Well, draw out the Lewis structure.
"Cl": 7 valence electrons
"O": 6 valence electrons
Therefore,
"ClO"_2: 7 + 2 xx 6 = 21 valence electrons
"ClO"_2^(-): 7 + 2 xx 6 + 1 = 22 valence electrons
So now, put the largest atom in the middle ("Cl") and surround it with the other atoms. Put two bonds on "Cl" by default, since it is the central atom. Add three lone pairs on each oxygen and begin to form the appropriate pi bonds using those electrons.
Do "ClO"_2^- first, then take one electron off of "Cl" to get "ClO"_2. For "ClO"_2 you will have 11 valence electrons on "Cl":
"ClO"_2^- really has resonance going on, so the hybrid structure has 1.5-bonds. On the other hand, "ClO"_2 has two double bonds instead.

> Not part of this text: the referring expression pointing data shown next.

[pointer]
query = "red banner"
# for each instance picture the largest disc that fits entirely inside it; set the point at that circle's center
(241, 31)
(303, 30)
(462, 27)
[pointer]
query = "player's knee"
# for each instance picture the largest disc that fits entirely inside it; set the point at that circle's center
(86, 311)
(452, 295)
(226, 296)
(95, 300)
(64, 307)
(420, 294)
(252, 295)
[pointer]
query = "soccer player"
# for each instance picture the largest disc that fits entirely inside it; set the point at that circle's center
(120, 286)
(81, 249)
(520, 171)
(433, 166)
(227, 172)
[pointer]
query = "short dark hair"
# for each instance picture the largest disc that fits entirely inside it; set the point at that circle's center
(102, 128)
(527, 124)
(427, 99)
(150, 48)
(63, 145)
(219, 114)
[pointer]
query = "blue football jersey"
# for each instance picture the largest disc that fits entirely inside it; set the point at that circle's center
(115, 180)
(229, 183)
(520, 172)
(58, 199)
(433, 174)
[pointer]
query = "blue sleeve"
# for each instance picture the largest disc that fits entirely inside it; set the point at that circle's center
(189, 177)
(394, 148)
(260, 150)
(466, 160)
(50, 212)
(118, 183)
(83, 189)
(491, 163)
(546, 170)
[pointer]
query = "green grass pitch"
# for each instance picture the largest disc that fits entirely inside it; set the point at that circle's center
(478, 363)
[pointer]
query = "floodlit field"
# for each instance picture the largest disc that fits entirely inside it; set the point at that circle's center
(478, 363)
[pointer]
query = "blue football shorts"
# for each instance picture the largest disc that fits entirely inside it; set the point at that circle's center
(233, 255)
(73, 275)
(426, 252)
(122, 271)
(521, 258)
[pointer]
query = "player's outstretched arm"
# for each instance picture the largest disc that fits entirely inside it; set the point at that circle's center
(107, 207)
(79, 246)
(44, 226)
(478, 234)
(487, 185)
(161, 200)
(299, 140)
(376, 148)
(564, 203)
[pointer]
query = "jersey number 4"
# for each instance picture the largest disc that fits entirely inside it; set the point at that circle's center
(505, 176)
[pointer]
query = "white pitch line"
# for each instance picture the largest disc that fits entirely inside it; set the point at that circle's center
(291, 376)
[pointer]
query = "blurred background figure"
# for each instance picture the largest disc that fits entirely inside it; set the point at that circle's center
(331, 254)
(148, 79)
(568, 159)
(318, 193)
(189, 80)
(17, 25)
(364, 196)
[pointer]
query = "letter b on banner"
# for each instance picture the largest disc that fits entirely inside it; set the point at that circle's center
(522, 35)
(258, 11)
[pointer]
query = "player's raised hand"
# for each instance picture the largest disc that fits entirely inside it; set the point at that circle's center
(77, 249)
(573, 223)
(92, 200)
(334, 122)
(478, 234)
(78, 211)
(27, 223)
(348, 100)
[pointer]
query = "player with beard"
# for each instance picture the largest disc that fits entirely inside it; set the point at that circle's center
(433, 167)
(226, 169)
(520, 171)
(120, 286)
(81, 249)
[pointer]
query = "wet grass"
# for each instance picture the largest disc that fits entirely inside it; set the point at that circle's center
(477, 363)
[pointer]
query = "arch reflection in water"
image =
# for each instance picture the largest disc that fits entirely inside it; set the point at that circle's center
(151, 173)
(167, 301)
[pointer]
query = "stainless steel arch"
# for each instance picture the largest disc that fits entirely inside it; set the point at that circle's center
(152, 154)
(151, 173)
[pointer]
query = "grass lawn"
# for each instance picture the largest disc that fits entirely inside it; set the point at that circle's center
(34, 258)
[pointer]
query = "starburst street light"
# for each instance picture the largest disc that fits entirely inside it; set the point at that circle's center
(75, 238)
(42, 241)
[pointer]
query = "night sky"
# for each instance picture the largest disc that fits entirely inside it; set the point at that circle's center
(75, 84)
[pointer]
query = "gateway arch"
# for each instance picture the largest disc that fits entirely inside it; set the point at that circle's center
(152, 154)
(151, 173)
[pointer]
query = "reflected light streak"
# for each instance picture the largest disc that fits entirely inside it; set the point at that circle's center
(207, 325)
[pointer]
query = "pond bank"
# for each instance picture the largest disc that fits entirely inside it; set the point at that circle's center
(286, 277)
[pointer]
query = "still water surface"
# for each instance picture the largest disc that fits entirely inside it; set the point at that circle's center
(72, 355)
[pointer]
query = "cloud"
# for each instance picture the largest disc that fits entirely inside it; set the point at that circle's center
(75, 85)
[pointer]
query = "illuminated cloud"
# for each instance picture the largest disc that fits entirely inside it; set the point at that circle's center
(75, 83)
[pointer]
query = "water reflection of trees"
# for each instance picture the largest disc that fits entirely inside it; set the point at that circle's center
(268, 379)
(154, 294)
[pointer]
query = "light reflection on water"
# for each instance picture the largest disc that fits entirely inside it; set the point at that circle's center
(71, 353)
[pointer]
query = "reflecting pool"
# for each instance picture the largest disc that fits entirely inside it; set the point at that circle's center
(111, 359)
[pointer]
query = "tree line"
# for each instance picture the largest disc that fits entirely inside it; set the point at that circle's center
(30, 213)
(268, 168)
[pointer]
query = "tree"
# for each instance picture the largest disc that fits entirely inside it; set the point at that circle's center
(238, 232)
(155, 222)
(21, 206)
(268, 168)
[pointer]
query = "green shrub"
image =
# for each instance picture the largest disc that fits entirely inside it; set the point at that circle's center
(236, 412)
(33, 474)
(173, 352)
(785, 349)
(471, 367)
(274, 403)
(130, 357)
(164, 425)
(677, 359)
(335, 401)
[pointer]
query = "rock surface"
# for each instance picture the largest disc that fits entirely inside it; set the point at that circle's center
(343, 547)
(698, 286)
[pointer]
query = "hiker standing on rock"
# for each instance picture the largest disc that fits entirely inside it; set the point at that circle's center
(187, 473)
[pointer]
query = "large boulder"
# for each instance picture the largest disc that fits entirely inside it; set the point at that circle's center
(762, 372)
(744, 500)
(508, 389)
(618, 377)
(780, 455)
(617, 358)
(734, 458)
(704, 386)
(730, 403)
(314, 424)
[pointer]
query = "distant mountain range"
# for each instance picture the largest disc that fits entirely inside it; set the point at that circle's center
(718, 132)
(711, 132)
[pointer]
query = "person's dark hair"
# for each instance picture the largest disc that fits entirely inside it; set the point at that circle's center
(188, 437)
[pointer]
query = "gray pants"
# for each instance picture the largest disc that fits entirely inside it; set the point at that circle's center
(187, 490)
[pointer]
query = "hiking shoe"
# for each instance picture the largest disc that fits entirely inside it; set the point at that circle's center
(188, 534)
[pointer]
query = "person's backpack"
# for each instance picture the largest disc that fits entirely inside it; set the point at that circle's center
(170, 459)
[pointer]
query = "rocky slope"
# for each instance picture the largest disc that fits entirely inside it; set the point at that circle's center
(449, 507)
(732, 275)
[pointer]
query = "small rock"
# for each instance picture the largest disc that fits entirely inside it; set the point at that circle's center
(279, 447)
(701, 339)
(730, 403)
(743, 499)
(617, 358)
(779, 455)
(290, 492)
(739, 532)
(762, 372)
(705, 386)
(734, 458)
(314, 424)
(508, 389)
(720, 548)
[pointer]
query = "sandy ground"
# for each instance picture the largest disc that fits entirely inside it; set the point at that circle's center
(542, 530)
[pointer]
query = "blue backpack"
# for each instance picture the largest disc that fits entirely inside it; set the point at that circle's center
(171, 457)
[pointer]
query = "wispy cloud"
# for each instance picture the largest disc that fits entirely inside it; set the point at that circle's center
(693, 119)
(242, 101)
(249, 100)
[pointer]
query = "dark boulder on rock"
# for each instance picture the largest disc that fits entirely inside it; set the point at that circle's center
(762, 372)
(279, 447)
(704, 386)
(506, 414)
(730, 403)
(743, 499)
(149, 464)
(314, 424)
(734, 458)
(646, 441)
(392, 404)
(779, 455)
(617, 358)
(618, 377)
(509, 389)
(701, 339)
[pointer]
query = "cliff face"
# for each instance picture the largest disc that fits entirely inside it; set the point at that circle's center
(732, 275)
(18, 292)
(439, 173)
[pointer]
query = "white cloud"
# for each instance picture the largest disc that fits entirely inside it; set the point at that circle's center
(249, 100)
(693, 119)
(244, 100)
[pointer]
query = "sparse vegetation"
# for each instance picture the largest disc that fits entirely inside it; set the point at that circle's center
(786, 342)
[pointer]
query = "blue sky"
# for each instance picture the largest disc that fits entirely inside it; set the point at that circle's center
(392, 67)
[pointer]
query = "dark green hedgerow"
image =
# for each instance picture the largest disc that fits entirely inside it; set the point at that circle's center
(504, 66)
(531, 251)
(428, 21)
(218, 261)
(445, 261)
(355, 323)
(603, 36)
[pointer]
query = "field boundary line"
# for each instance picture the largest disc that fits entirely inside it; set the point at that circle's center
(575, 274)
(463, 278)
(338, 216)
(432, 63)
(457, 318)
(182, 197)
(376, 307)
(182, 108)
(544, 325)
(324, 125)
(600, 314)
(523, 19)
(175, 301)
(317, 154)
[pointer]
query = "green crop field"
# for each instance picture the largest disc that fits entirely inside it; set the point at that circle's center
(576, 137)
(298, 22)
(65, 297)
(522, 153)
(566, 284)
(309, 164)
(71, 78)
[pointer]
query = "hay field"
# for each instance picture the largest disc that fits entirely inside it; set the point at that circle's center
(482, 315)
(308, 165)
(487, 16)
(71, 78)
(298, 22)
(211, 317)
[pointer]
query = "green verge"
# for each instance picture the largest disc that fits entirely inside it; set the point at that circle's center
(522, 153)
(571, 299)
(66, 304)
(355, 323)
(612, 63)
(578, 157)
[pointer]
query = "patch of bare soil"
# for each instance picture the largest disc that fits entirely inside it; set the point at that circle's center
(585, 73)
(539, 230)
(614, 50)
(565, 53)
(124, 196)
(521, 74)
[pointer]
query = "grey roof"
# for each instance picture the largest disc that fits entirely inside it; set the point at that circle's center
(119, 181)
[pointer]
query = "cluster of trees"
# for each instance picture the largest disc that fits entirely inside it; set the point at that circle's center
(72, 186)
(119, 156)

FACTOR 1: BONDING ELECTRONS
The bonding electrons in "ClO"_2 repel each other more, since there are more electrons in a double bond than a 1.5-bond. That would increase the bond angle of "ClO"_2 compared to "ClO"_2^-.
FACTOR 2: NONBONDING ELECTRONS
There is one more nonbonding electron in "ClO"_2^- to repel the bonding electrons, which would decrease the bond angle of "ClO"_2^- compared to "ClO"_2.
Therefore, bb("ClO"_2) would have the larger bond angle. In fact, "ClO"_2 has /_OClO = 117.4033^@, whereas "ClO"_2^- has an approximate bond angle of /_OClO ~~ 110^@ (pm 2^@)).